Craters from the Allied bombs.

The cliffs still have the barb wire.

A little intimidating if you're looking up from the bottom of the cliff.

These fields are where many paratroopers of the 82nd Airborne Division lost their lives.  Much of the year these fields are completely flooded, even if only with a few feet of water.  When the paratroopers landed in the water a lot of them couldn't get their parachutes and gear off fast enough...and drowned.

The La Fiere Bridge.  

The takeover and protection of the La Fiere Bridge was absolutely vital to the campaign in Normandy.  The fields were completely flooded at the time, which only added to the importance of the bridge.  Some of the most intense battles in all of the Normandy invasion took place right here.  It has been described as "the bloodiest small struggle in the experience of American arms".  That's saying something.  

Iron Mike, still watching over the bridge.


Utah Beach.

Notice the paratrooper?

The Angoville-au-Plain chapel.

This church in the small town of Angoville-au-Plain played a huge significance in the invasion.  It's famous for the two American medics who landed in the field near by and set up a make shift hospital in the only shelter they could find- this church.  Fighting was going on all around them in the fields, and there were no healthy men to guard the church from the Germans.  The two medics, Bob Wright and Ken Moore, treated more than eighty plus U.S. soldiers and even a local child from the village.  Only two men died.

Imagine this for two seconds-- you are holed up in this church with no communication and no knowledge of what the hell is going on.  You hear bombs and gunfire going on all around you.  Any second your shelter could be stormed by German soldiers...or a bomb could crash through the roof.  Nerve racking to say the least...
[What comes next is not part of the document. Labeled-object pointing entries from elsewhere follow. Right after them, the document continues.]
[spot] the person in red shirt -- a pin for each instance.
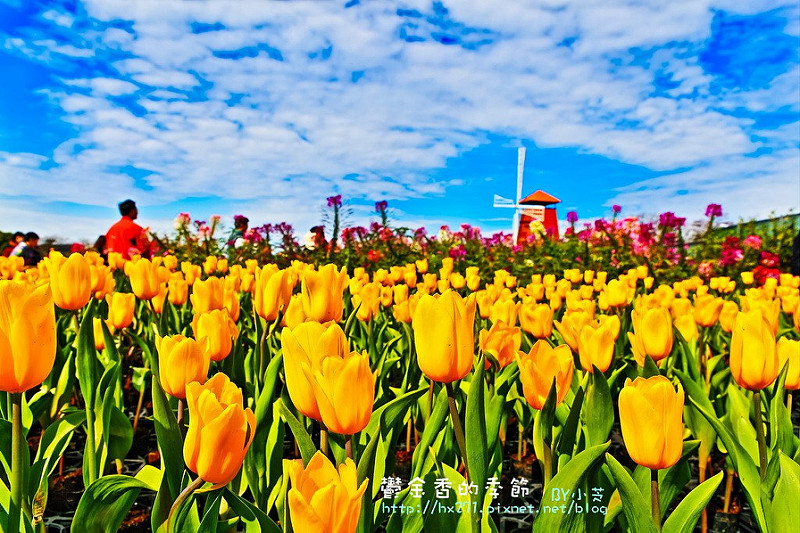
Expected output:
(126, 236)
(17, 238)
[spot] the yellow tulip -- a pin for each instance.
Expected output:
(145, 280)
(540, 367)
(596, 345)
(443, 335)
(215, 331)
(753, 358)
(537, 319)
(652, 334)
(294, 315)
(368, 301)
(177, 291)
(504, 311)
(570, 327)
(501, 341)
(70, 280)
(651, 419)
(323, 498)
(273, 291)
(220, 430)
(322, 293)
(707, 309)
(120, 309)
(304, 348)
(789, 350)
(99, 338)
(208, 295)
(182, 360)
(727, 317)
(345, 392)
(27, 335)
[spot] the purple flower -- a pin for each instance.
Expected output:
(714, 210)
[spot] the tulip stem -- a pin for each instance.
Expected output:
(323, 440)
(348, 446)
(20, 458)
(762, 441)
(726, 504)
(462, 444)
(656, 507)
(182, 497)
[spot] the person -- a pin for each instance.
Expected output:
(125, 236)
(17, 238)
(240, 223)
(30, 253)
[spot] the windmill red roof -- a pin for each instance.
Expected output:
(539, 198)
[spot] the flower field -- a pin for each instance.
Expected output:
(615, 380)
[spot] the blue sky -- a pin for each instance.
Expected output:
(266, 108)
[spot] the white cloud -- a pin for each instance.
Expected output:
(300, 124)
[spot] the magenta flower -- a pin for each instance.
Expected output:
(714, 210)
(752, 241)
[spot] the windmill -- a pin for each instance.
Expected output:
(529, 209)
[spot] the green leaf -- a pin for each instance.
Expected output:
(783, 513)
(598, 416)
(304, 442)
(103, 506)
(566, 441)
(684, 518)
(569, 478)
(634, 505)
(475, 432)
(432, 429)
(742, 463)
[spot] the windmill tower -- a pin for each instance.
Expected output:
(529, 209)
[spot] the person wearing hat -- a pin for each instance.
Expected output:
(126, 236)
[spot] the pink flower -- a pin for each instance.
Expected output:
(752, 241)
(714, 210)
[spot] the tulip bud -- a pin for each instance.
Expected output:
(273, 291)
(220, 429)
(753, 359)
(182, 360)
(537, 319)
(652, 334)
(70, 280)
(345, 392)
(27, 335)
(651, 418)
(789, 350)
(304, 348)
(540, 367)
(309, 512)
(596, 345)
(501, 341)
(443, 336)
(208, 295)
(120, 309)
(215, 332)
(322, 293)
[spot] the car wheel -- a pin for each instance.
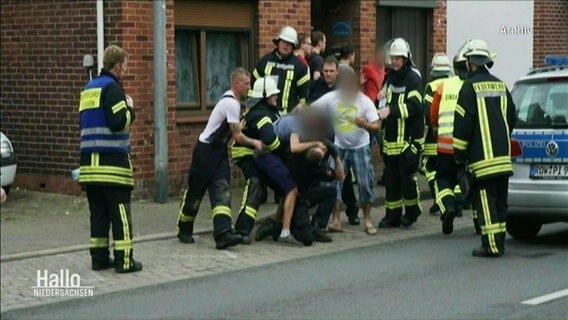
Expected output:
(523, 228)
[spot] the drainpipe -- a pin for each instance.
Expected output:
(100, 35)
(160, 107)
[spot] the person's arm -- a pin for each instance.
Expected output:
(435, 107)
(118, 114)
(296, 146)
(463, 122)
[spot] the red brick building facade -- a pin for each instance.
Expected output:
(43, 44)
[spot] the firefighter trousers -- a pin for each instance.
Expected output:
(209, 171)
(428, 168)
(490, 204)
(110, 207)
(401, 189)
(448, 194)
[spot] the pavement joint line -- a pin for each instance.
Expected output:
(425, 194)
(429, 230)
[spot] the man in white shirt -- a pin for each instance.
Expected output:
(355, 116)
(210, 170)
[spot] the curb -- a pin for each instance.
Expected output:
(424, 194)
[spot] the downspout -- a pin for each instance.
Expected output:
(100, 35)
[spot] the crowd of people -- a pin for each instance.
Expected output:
(306, 133)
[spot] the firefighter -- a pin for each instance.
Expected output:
(403, 138)
(484, 120)
(105, 114)
(210, 170)
(441, 69)
(258, 123)
(448, 194)
(291, 76)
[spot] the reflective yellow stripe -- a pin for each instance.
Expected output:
(414, 93)
(487, 216)
(274, 145)
(460, 144)
(286, 92)
(393, 204)
(119, 106)
(90, 99)
(251, 212)
(484, 129)
(221, 210)
(262, 122)
(303, 80)
(99, 243)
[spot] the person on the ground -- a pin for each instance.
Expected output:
(315, 60)
(210, 169)
(403, 138)
(355, 116)
(448, 194)
(105, 116)
(484, 120)
(289, 73)
(441, 70)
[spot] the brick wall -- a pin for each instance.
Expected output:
(438, 31)
(550, 29)
(272, 15)
(43, 44)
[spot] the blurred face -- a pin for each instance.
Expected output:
(330, 73)
(285, 48)
(397, 62)
(242, 85)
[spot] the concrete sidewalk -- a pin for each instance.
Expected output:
(36, 224)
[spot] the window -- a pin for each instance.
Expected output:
(204, 60)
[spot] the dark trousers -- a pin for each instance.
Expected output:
(348, 196)
(209, 171)
(400, 189)
(322, 196)
(429, 169)
(448, 195)
(490, 203)
(110, 206)
(252, 195)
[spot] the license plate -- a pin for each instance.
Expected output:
(549, 171)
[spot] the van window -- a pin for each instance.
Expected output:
(541, 105)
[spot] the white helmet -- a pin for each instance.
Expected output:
(399, 47)
(264, 88)
(441, 63)
(287, 34)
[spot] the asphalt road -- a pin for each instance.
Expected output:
(432, 277)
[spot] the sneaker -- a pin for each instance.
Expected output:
(228, 239)
(319, 235)
(289, 241)
(135, 266)
(448, 222)
(102, 265)
(185, 238)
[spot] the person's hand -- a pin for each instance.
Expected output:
(360, 122)
(3, 196)
(258, 145)
(129, 101)
(384, 113)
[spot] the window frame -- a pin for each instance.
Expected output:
(199, 112)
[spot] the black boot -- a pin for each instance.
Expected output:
(228, 239)
(483, 253)
(135, 266)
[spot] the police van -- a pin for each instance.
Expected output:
(538, 190)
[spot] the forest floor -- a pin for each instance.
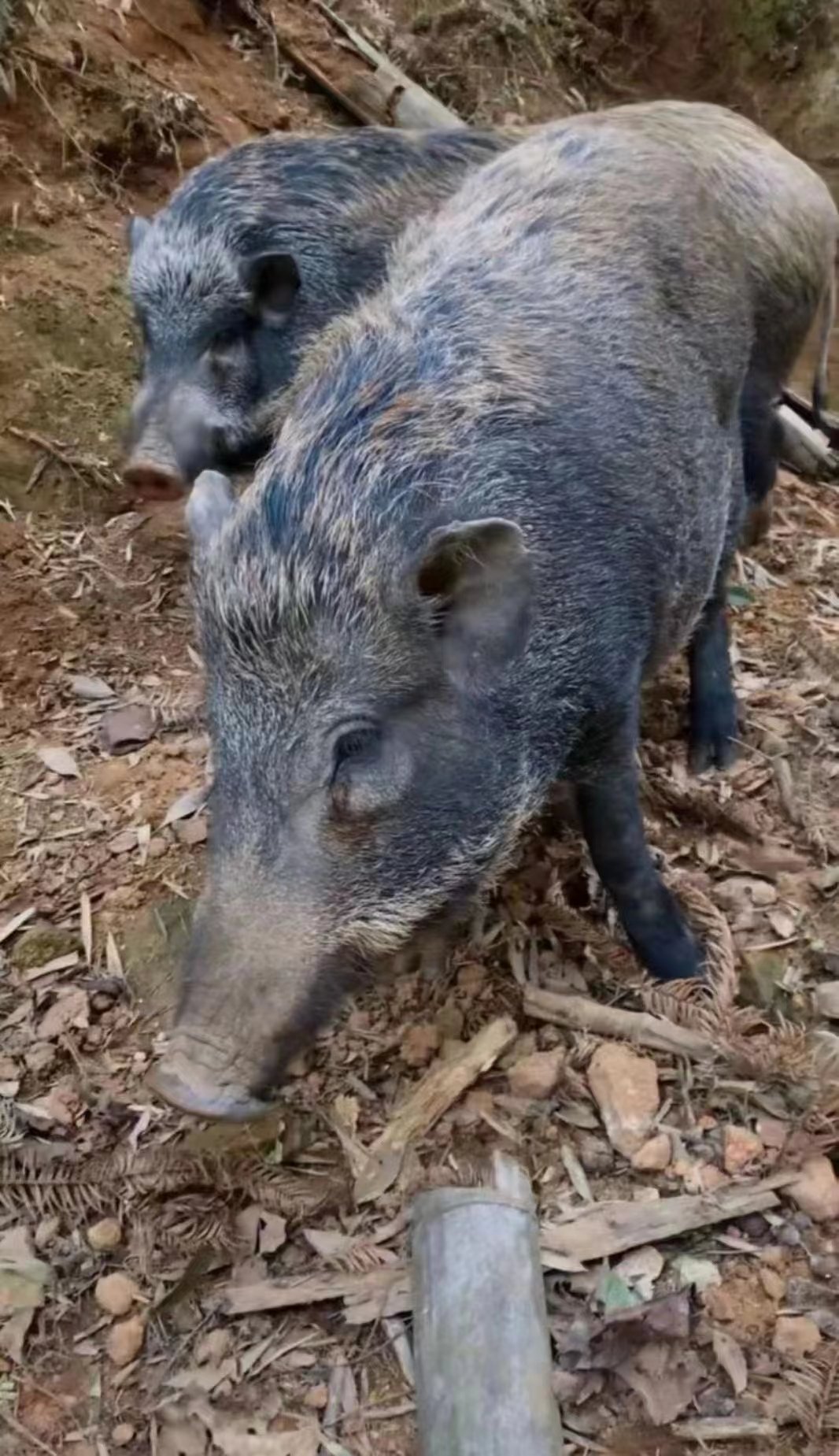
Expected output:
(178, 1291)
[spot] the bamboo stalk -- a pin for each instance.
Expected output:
(482, 1347)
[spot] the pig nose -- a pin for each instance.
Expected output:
(190, 1091)
(154, 481)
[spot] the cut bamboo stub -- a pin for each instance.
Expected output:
(482, 1346)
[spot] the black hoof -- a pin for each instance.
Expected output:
(715, 732)
(672, 954)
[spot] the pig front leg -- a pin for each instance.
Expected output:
(614, 829)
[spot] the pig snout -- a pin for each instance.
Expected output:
(152, 468)
(197, 1076)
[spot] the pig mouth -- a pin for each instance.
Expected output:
(197, 1078)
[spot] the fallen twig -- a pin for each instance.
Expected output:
(726, 1428)
(612, 1228)
(590, 1234)
(611, 1021)
(428, 1101)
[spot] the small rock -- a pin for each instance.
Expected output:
(826, 999)
(213, 1347)
(43, 944)
(537, 1076)
(655, 1155)
(796, 1337)
(125, 1340)
(420, 1044)
(772, 1132)
(105, 1236)
(471, 979)
(774, 1283)
(115, 1293)
(190, 832)
(479, 1101)
(47, 1232)
(816, 1191)
(125, 728)
(595, 1154)
(626, 1088)
(741, 1147)
(710, 1176)
(449, 1022)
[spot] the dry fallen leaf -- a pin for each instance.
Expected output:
(665, 1376)
(66, 1012)
(91, 689)
(187, 804)
(249, 1436)
(58, 761)
(125, 728)
(22, 1276)
(10, 926)
(732, 1359)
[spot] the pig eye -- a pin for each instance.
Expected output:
(355, 744)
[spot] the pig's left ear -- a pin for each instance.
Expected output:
(274, 284)
(479, 577)
(209, 506)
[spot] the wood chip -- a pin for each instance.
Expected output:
(86, 917)
(638, 1027)
(13, 925)
(437, 1091)
(58, 761)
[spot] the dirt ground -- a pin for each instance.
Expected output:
(147, 1264)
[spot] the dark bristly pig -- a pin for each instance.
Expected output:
(257, 250)
(504, 491)
(262, 248)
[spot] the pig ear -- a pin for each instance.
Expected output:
(135, 231)
(274, 281)
(209, 506)
(479, 576)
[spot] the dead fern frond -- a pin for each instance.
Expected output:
(772, 1054)
(698, 806)
(811, 1394)
(686, 1003)
(579, 929)
(80, 1188)
(720, 954)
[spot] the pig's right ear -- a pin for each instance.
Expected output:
(274, 284)
(477, 576)
(135, 231)
(209, 506)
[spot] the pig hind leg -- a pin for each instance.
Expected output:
(611, 819)
(713, 705)
(763, 442)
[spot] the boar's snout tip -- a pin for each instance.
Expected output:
(153, 480)
(202, 1098)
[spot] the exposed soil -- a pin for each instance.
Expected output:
(101, 858)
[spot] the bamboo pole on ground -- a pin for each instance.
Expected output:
(482, 1346)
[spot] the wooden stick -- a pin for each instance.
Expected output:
(803, 449)
(427, 1104)
(482, 1347)
(310, 1289)
(726, 1428)
(367, 83)
(612, 1228)
(610, 1021)
(387, 92)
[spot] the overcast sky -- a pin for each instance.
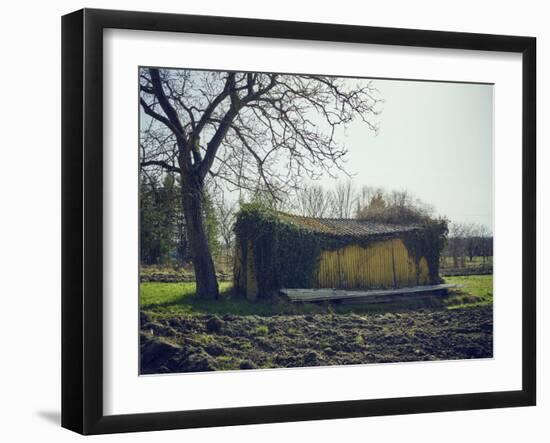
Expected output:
(435, 140)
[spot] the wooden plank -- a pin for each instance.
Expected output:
(300, 295)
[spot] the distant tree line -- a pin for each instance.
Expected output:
(164, 237)
(466, 241)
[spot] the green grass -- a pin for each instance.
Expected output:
(448, 262)
(477, 290)
(169, 299)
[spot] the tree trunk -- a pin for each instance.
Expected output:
(205, 274)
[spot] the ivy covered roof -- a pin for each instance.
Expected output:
(345, 227)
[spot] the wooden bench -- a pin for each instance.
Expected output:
(363, 296)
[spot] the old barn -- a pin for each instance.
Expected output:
(278, 250)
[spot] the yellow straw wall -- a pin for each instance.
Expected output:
(385, 264)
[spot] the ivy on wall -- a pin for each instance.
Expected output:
(286, 254)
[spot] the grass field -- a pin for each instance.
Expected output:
(169, 299)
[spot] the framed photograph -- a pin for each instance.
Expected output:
(270, 221)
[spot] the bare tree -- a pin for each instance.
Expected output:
(243, 128)
(226, 211)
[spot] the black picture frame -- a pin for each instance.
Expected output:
(82, 215)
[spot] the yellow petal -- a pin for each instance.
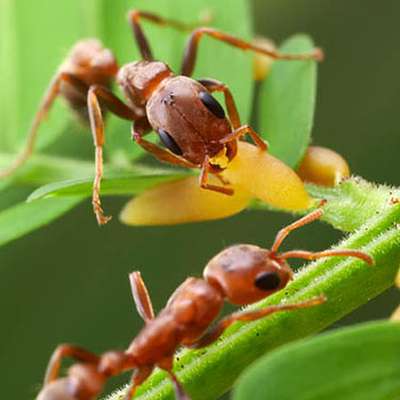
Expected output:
(262, 63)
(267, 178)
(323, 166)
(180, 202)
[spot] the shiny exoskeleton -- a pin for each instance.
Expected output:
(241, 274)
(191, 124)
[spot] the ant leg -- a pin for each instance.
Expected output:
(284, 232)
(203, 179)
(190, 56)
(243, 130)
(158, 152)
(166, 364)
(66, 350)
(246, 316)
(308, 255)
(216, 86)
(141, 296)
(138, 377)
(48, 99)
(115, 105)
(134, 17)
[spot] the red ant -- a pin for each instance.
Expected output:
(241, 274)
(189, 121)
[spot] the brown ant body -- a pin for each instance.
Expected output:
(241, 274)
(190, 123)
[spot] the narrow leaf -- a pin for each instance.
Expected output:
(119, 184)
(357, 363)
(287, 101)
(27, 69)
(23, 218)
(347, 283)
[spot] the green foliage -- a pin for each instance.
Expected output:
(287, 102)
(357, 363)
(347, 284)
(26, 217)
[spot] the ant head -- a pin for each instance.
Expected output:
(246, 273)
(139, 79)
(92, 62)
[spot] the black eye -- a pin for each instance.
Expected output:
(169, 142)
(212, 104)
(267, 281)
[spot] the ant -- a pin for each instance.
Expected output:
(241, 274)
(190, 122)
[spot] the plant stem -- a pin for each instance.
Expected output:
(347, 283)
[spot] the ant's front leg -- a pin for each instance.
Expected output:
(67, 350)
(138, 377)
(161, 154)
(134, 17)
(115, 105)
(246, 316)
(52, 92)
(244, 130)
(190, 54)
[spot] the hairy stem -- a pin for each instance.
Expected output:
(372, 213)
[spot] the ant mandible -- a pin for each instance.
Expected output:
(190, 123)
(241, 274)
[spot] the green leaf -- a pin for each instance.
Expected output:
(287, 102)
(347, 284)
(168, 45)
(43, 169)
(23, 218)
(120, 184)
(35, 38)
(357, 363)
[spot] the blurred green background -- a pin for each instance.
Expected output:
(68, 282)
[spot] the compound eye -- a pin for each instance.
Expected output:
(212, 104)
(267, 281)
(169, 142)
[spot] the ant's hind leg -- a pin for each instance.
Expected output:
(161, 154)
(308, 255)
(245, 130)
(190, 54)
(216, 86)
(141, 296)
(138, 377)
(48, 99)
(66, 350)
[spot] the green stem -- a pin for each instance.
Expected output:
(347, 283)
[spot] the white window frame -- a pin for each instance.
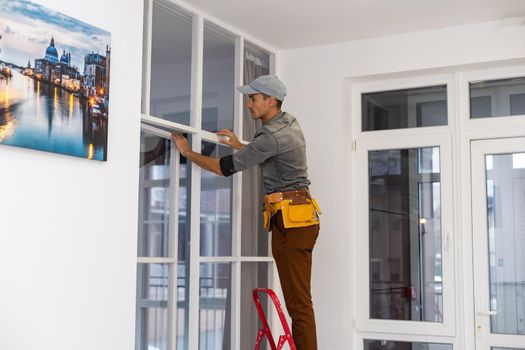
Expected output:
(364, 322)
(416, 137)
(154, 125)
(469, 130)
(461, 130)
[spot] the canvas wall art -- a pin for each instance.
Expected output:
(54, 81)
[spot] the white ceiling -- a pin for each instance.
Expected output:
(289, 24)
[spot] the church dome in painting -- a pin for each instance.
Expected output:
(51, 52)
(65, 58)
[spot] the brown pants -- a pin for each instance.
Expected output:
(292, 251)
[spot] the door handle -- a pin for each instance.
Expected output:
(488, 313)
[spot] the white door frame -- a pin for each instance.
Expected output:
(479, 148)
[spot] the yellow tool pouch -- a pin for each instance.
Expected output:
(300, 214)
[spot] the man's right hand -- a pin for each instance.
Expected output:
(230, 140)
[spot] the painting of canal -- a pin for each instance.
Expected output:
(54, 81)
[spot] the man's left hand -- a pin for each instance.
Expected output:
(181, 143)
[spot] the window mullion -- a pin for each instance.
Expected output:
(173, 247)
(146, 56)
(196, 118)
(237, 203)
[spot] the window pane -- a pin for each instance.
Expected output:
(506, 223)
(215, 306)
(216, 207)
(253, 275)
(170, 64)
(410, 108)
(218, 79)
(402, 345)
(152, 306)
(255, 239)
(405, 235)
(497, 98)
(154, 196)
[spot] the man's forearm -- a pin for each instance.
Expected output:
(209, 163)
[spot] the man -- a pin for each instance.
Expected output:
(290, 213)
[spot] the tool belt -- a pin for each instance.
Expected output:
(297, 208)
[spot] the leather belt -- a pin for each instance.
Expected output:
(296, 196)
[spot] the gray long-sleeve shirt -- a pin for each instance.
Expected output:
(279, 148)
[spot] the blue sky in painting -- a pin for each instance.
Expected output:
(27, 29)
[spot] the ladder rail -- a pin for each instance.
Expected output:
(265, 331)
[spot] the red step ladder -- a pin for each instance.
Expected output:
(265, 331)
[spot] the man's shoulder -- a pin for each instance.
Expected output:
(285, 121)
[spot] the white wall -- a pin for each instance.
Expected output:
(68, 225)
(319, 97)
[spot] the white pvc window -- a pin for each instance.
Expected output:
(200, 252)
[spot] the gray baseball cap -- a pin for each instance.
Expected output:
(265, 84)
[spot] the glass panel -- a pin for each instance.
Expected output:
(218, 79)
(152, 307)
(255, 239)
(170, 64)
(215, 306)
(497, 98)
(253, 275)
(216, 207)
(154, 196)
(409, 108)
(403, 345)
(506, 230)
(406, 280)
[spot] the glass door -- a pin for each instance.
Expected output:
(498, 219)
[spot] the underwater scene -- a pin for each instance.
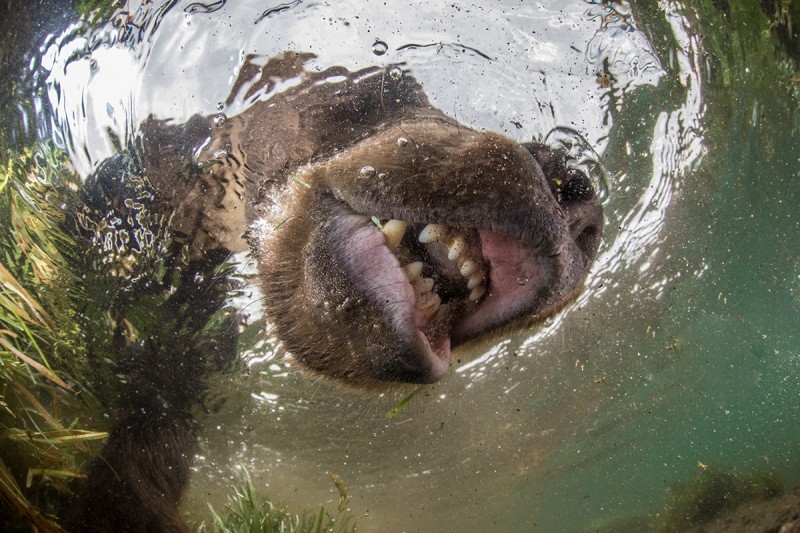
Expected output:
(196, 331)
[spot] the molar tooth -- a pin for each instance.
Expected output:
(457, 247)
(421, 286)
(476, 293)
(432, 233)
(428, 300)
(394, 231)
(475, 280)
(413, 271)
(468, 267)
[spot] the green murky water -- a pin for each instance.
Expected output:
(684, 352)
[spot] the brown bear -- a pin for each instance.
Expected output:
(386, 234)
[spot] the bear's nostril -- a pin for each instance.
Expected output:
(576, 188)
(588, 239)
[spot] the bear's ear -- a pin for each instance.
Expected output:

But here's the crazy part...these two medics treated several German soldiers as well.  The medics didn't care who you were or what uniform you were wearing, as long as you left your guns at the door.  That, is incredible.  It's absolutely crazy that that much respect was given to this church by both sides.  A small miracle in the midst of all the chaos.  

The church is now abandoned and only opened up to be used as a tourist attraction.

That is an actual blood stain from a wounded soldier.

Back in Bayeux after a looooong day on the beaches.  We were tired, wet, and cold- which added to the ability to empathize with those soldiers (but not really).  We went back to the hotel and then got a quick bite to eat in the town.  We would be off to Mont St. Michel in the morning.

The best duck I've ever had in my tender and so juicy.  Perfection.

(Sorry about all these shots of the church...just couldn't help myself.)

Our last night in Bayeux.  I will be back at some point!


  1. thank you for sharing these photos and your thoughts...

    1. No problem...thanks for reading John.